Gags

A jumper cable walks into a bar. The barman says "I'll serve you, but don't start anything."

A man takes his Rottweiler to the vet and says, "My dog's cross-eyed, is there anything you can do for him?" "Well," says the vet, "let's have a look at him" So he picks the dog up and examines his eyes, then checks his teeth. Finally, he says "I'm going to have to put him down." "What?, Because he's cross-eyed?" "No, because he's really heavy!"


Outside of a dog, man’s best friend is a book. Inside of a dog, it is very dark.


Q: What dog loves to take bubble baths?

A: A Shampoodle


“Last year I went fishing with Salvador Dali. He was using a dotted line. He caught every other fish

What did one virus say to another?

Stay away, I think I’ve got penicillin!


Have you heard of the new wine which cures incontinence? It’s made from a new grape variety- Pinot More.


Why does a gorilla have big nostrils?

Because he’s got big fingers!!


Nothing succeeds like a budgie with no teeth.


My dog is a nuisance. He chases everyone on a bicycle. What can I do? Take his bike away.


This is just s few car bumper stickers seen recently that made me laugh:

Surburbia: Where they tear down trees and name streets after them.

I used to be indecisive; now I’m not sure.

My reality check just bounced.

No sense being pessimistic- It wouldn’t work anyway.

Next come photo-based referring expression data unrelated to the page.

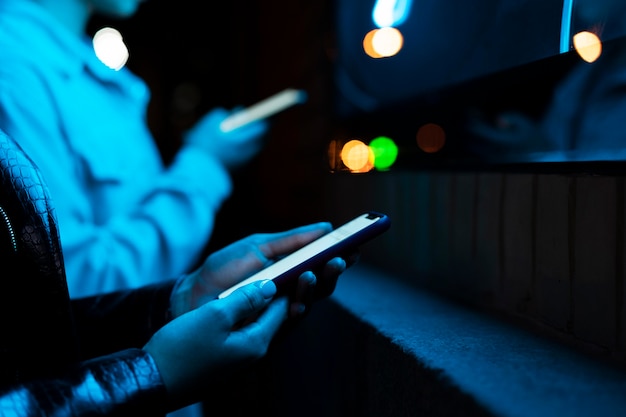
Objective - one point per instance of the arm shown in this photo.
(125, 219)
(122, 384)
(121, 319)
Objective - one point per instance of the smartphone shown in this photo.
(340, 242)
(264, 109)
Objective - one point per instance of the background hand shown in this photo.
(233, 148)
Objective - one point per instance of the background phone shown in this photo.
(340, 242)
(264, 109)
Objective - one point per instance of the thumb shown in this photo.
(248, 300)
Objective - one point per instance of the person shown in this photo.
(127, 218)
(143, 351)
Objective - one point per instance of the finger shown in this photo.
(247, 301)
(282, 243)
(304, 295)
(327, 281)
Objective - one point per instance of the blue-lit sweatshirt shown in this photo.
(124, 218)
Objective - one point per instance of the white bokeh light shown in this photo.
(110, 48)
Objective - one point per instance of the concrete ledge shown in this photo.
(505, 369)
(379, 348)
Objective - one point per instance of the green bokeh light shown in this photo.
(385, 152)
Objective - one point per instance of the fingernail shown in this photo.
(268, 288)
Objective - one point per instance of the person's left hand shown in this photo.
(237, 261)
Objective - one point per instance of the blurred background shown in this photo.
(234, 54)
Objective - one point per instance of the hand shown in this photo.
(211, 342)
(232, 148)
(237, 261)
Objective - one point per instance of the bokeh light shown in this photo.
(385, 152)
(110, 48)
(357, 156)
(368, 47)
(587, 45)
(431, 138)
(383, 43)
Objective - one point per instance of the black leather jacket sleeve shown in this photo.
(126, 383)
(120, 320)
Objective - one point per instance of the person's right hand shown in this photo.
(211, 342)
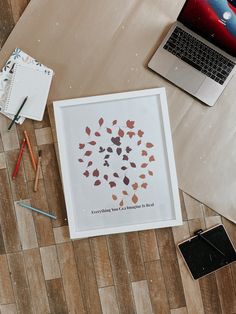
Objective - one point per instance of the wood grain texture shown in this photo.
(43, 271)
(7, 215)
(50, 263)
(70, 278)
(8, 308)
(142, 297)
(2, 161)
(56, 296)
(18, 187)
(149, 245)
(87, 276)
(170, 268)
(101, 261)
(20, 284)
(26, 227)
(6, 292)
(157, 288)
(210, 296)
(52, 184)
(61, 234)
(43, 224)
(36, 281)
(121, 273)
(108, 300)
(134, 256)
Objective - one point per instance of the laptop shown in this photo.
(199, 52)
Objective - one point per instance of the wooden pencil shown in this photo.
(37, 173)
(19, 159)
(30, 151)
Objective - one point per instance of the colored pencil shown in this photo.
(17, 166)
(17, 114)
(36, 210)
(30, 151)
(37, 173)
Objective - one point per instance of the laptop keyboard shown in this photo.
(203, 58)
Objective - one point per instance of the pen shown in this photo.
(36, 210)
(19, 159)
(30, 150)
(37, 172)
(17, 114)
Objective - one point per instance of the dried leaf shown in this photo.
(92, 143)
(101, 121)
(112, 184)
(144, 185)
(87, 130)
(116, 140)
(101, 149)
(106, 163)
(140, 133)
(121, 133)
(130, 134)
(152, 158)
(88, 153)
(134, 199)
(121, 203)
(86, 173)
(96, 173)
(119, 151)
(126, 180)
(128, 149)
(130, 124)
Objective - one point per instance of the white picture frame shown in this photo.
(142, 205)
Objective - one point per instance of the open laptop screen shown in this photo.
(214, 20)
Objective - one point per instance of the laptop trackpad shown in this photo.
(185, 76)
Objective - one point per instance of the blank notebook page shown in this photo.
(32, 83)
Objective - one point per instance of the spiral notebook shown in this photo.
(33, 83)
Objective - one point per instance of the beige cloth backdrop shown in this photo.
(103, 46)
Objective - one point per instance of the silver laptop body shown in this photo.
(184, 75)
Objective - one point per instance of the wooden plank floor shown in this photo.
(42, 271)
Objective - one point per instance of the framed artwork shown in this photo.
(117, 163)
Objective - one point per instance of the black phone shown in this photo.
(207, 251)
(232, 2)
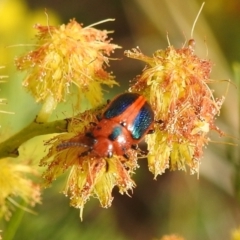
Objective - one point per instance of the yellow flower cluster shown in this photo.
(175, 82)
(65, 56)
(89, 175)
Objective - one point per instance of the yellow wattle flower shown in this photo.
(175, 83)
(66, 56)
(88, 174)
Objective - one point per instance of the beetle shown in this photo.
(123, 124)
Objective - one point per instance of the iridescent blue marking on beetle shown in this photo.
(120, 104)
(142, 121)
(116, 132)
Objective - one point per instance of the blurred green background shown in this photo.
(205, 208)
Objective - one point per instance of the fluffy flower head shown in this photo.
(65, 56)
(175, 82)
(89, 175)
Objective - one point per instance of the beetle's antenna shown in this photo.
(70, 144)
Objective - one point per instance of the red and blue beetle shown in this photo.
(123, 124)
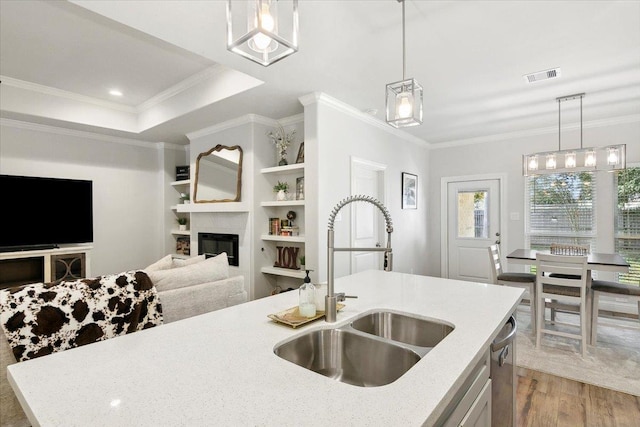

Forget about world peace- Visualise using your indicators!

Age is a very high price for maturity.

So you’re a feminist… Isn’t that cute!


Q: Where do sheep get their hair cut?

A: At the baaa-baaa shop.


“I just bought a microwave fireplace… You can spend an entire evening in front of it in only eight minutes.”


School

Q: What do you say if you get in trouble for not doing your homework?

A: “You can’t tell me off for something I didn’t do!”

Q: What is the fruitiest lesson?

A: History, because it is full of dates.